Behind the Curtain: These articles pull back the curtain and expose the guts of a thing. It could feature how an indie dyer supports her family dyeing in mason jars, how a spindle maker carves and inlays, how an organizer puts together a fiber festival, or how a wheel maker comes up with a new design. These articles are not ads but interesting reads about how things get done in our community because it’s often interesting and almost always harder than it looks. They usually run about 1200 words.

Hot Button: One of these in each issue. We take an issue (related to the theme) that is often debated and ask 3 experienced spinners to weigh in on it. Their responses sometimes draw the same conclusions but just as often they conflict. Our hope is that spinners will find themselves in one of the responses and realize there’s not just one way to spin.

Stealth Review: Three spinners of different experience levels review the same spinning-related product. We keep it anonymous so that the review can speak honestly without worry. Calls for stealth reviewers go out on the blog and facebook. Each reviewer gets 400 words and a questionnaire.
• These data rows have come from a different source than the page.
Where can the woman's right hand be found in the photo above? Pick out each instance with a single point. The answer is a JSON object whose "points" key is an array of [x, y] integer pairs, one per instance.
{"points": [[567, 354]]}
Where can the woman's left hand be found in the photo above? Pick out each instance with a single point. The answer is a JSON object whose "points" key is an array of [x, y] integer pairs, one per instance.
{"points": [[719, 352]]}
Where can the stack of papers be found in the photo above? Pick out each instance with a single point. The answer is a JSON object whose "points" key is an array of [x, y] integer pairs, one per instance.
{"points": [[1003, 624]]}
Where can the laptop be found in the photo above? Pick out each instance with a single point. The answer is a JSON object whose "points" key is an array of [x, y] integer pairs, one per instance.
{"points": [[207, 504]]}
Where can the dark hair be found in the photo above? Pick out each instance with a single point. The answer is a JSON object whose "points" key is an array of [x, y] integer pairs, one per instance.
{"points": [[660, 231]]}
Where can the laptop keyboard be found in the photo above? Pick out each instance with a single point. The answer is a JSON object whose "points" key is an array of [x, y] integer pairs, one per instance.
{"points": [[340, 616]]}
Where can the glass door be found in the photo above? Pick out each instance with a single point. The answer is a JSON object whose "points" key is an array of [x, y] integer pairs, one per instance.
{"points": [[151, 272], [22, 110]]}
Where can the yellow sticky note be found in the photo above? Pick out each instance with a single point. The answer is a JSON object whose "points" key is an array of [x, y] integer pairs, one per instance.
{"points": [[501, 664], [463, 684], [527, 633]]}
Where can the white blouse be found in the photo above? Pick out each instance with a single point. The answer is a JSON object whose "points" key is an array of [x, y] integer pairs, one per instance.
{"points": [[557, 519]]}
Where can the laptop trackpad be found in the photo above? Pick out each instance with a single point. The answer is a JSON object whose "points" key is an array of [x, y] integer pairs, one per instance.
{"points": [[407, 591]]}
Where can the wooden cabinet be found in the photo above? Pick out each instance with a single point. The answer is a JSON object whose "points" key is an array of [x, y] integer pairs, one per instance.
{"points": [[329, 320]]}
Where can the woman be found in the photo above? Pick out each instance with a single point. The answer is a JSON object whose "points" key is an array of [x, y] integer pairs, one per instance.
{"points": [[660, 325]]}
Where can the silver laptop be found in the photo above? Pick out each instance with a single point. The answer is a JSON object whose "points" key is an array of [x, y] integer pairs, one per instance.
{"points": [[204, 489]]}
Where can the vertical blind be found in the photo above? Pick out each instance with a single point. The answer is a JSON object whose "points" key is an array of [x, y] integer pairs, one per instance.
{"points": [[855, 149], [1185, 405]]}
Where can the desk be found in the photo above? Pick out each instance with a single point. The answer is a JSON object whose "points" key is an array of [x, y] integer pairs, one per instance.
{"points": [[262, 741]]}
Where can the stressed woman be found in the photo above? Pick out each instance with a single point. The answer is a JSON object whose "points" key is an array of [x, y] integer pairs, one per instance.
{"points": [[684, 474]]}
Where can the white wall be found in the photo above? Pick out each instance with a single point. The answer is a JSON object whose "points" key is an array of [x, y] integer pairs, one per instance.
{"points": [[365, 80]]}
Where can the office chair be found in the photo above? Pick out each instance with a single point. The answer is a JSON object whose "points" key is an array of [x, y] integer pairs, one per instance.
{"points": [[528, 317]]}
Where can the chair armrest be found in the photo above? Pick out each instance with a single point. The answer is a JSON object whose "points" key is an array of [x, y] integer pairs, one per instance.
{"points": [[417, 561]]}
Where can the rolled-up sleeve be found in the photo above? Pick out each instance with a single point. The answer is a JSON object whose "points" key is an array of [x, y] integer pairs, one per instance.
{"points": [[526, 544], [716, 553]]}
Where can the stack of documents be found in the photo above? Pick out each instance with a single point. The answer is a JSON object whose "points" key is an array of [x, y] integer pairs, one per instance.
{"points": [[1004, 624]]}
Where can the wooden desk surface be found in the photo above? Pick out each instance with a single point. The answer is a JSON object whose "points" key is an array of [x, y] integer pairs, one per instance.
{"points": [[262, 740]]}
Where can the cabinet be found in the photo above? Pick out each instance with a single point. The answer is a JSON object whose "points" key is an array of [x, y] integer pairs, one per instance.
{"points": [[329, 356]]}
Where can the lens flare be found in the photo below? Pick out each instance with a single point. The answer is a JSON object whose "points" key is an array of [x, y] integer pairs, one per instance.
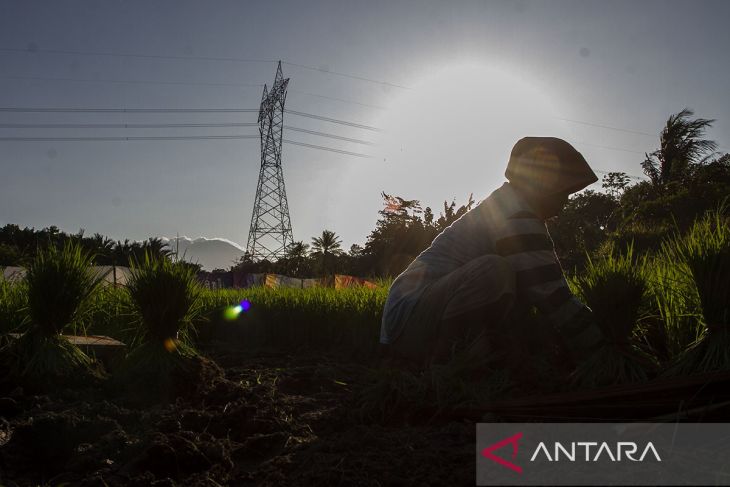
{"points": [[232, 312]]}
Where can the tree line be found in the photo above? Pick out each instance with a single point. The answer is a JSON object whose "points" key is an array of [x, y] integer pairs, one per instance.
{"points": [[685, 177]]}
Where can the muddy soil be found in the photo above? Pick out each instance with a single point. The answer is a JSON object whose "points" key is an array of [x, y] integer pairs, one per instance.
{"points": [[274, 419]]}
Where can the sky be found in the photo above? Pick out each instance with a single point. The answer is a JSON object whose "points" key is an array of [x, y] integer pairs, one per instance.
{"points": [[450, 86]]}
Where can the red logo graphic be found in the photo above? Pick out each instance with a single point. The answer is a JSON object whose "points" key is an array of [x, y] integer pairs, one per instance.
{"points": [[487, 452]]}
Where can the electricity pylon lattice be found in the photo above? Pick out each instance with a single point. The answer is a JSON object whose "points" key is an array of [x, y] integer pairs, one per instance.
{"points": [[270, 233]]}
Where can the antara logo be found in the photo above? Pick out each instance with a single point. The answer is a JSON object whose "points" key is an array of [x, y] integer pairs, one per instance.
{"points": [[513, 440], [592, 452]]}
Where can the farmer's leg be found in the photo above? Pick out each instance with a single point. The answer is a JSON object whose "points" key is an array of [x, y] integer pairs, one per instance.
{"points": [[483, 288], [474, 317]]}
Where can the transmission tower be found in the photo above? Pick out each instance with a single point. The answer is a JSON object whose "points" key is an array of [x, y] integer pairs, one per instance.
{"points": [[270, 233]]}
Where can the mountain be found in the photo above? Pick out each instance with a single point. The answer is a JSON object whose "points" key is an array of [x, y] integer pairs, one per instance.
{"points": [[211, 253]]}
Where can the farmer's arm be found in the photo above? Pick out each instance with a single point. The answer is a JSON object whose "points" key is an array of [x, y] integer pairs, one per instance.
{"points": [[525, 243]]}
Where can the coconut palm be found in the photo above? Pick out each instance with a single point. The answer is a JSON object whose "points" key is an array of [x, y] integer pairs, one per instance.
{"points": [[326, 247], [681, 145], [296, 255]]}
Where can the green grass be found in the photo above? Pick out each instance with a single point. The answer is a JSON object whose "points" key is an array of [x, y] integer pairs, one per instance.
{"points": [[346, 320], [616, 288], [13, 301], [703, 256], [58, 286], [165, 299]]}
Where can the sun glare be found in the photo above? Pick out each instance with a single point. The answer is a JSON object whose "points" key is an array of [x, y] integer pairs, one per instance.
{"points": [[457, 126]]}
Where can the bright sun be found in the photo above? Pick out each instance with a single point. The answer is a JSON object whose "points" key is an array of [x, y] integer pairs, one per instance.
{"points": [[451, 134]]}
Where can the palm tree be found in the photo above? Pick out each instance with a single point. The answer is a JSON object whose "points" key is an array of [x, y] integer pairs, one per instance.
{"points": [[681, 145], [296, 254], [327, 246]]}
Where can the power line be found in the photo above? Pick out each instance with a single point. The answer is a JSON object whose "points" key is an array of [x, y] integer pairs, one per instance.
{"points": [[167, 125], [345, 75], [331, 136], [145, 82], [130, 138], [629, 175], [343, 100], [179, 110], [120, 125], [610, 148], [592, 124], [127, 110], [34, 50], [319, 147], [181, 137], [333, 120], [191, 83]]}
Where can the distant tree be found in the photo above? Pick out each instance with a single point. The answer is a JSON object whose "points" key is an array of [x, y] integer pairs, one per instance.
{"points": [[582, 226], [615, 183], [325, 248], [681, 145], [296, 260]]}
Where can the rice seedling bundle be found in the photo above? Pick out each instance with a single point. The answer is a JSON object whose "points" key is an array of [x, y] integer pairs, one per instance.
{"points": [[346, 320], [676, 306], [704, 254], [13, 301], [165, 297], [59, 286], [615, 287]]}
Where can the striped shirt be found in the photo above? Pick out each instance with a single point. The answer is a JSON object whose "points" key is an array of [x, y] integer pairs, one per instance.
{"points": [[504, 225]]}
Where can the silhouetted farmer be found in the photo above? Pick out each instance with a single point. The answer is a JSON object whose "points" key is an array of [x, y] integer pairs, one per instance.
{"points": [[493, 261]]}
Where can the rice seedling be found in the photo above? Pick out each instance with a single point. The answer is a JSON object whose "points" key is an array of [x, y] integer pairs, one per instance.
{"points": [[59, 286], [165, 297], [13, 300], [615, 287], [703, 254], [676, 322], [345, 321]]}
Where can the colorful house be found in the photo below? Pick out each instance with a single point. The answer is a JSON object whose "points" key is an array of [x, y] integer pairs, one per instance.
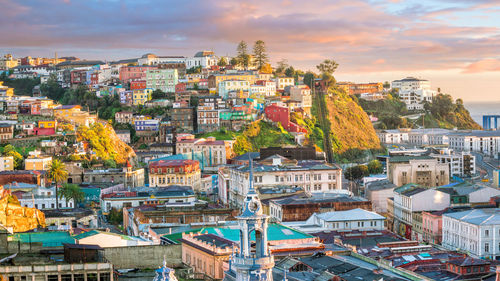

Fiber Study: These meaty articles can anchor an issue with their length and density. They should be informative and interesting but you don’t need to be an expert to write one! Sure, you may have to do some research but the fun part is the spinning. We don’t want you to tell us, we want you to show us. Spinners are happy to learn with other spinners so take us along on your experimental spins. Take the fiber and prepare it a couple of different ways; then spin each preparation woolen and worsted, throw in a semi-woolen and semi-worsted if you want; then swatch your sample yarns and report on the results. They range in length from 1600 to 2400 words.

Extras: These articles are everything else that doesn’t fit in the above category. They should still relate to the issue’s theme but they don’t need to fit into any of the above. There are a lot of these each issue and their length and depth vary drastically.